This next Graph shows the ex-post forecasts. It turns out that the integrated model with calendar variables and outliers is the best because the true observations are all within the prediction bands of this model.
#### Plot
ind <- (NROW(y) - J + 1) : NROW(y)
ind1 <- 1 : NROW(ind)
par(mfrow = c(1,1))
ylim <- range(
x1$lower[ind1], x1$upper[ind1], x2$lower[ind1], x2$upper[ind1],
x3$lower[ind1], x3$upper[ind1], x4$lower[ind1], x4$upper[ind1] )
time <- dati$TIME_PERIOD[ind]
plot(x = time, y = y[ind], ylim = c(60,125),
main = "(Ex-post) Past 12 months forecasts", xlab = "time", ylab = "Production")
lines(x = time, y = x1$mean[ind1], col = "red")
lines(x = time, y = x2$mean[ind1], col = "cyan")
lines(x = time, y = x3$mean[ind1], col = "violet")
lines(x = time, y = x4$mean[ind1], col = "blue")
lines(x = time, y = predn.1[ind1], col = "green", lty = "solid")
lines(x = time, y = x4$lower[ind1], col = "blue", lty = "dotted")
lines(x = time, y = x4$upper[ind1], col = "blue", lty = "dotted")
legend("bottomleft", inset=0, title="Arima: ",
legend=c("Simple","+ cal", "+ anomalies", "+ cal + outliers", "naive"),
col=c("red","cyan", "violet", "blue" ,"green"), lty=1, cex=0.75)
#######################################################
## Ex-ante (genuine) forecasts: from 1 to H steps ahead
#######################################################
#### Settings
H <- 12 ## Maximum forecasting horizon
t1 <- NROW(y) ## Last obs in the info set (T)
#### Time generation
## Useful for extending calendar and for plotting
time1 <- .extend.time(x = dati$TIME_PERIOD, n.ahead = H, by = "month")

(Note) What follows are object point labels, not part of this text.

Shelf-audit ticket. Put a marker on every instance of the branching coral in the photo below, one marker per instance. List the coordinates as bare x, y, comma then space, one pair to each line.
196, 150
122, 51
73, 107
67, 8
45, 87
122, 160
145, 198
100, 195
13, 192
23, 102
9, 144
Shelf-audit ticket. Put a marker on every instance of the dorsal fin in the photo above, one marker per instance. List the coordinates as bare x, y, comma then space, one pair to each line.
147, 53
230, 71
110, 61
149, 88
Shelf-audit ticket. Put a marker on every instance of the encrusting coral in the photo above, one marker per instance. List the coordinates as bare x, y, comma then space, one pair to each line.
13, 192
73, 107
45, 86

#### No external regressors
newxreg <- NULL
pred1 <- .predict(object = fit1, n.ahead = H, t = t1, y = y, xreg = newxreg,
fixed.n.ahead = FALSE)
#### with external regressors
x1 <- .calendarEffects(time = time1)[, colnames(cal), drop = FALSE]
#I make the external v ar that I need for the forecast
#time1 what is outside the forecast period
newxreg <- as.matrix(rbind(cal, x1))
pred2 <- .predict(object = fit2, n.ahead = H, t = t1, y = y, xreg = newxreg,
fixed.n.ahead = FALSE)
#### outliers
x2 <- .oeff.4.predict(object = fit1.o, n.ahead = H)
newxreg <- x2
pred3 <- .predict(object = fit3, n.ahead = H, t = t1, y = y, xreg = newxreg,
fixed.n.ahead = FALSE)
#### external regressors + outliers
x2 <- .oeff.4.predict(object = fit2.o, n.ahead = H)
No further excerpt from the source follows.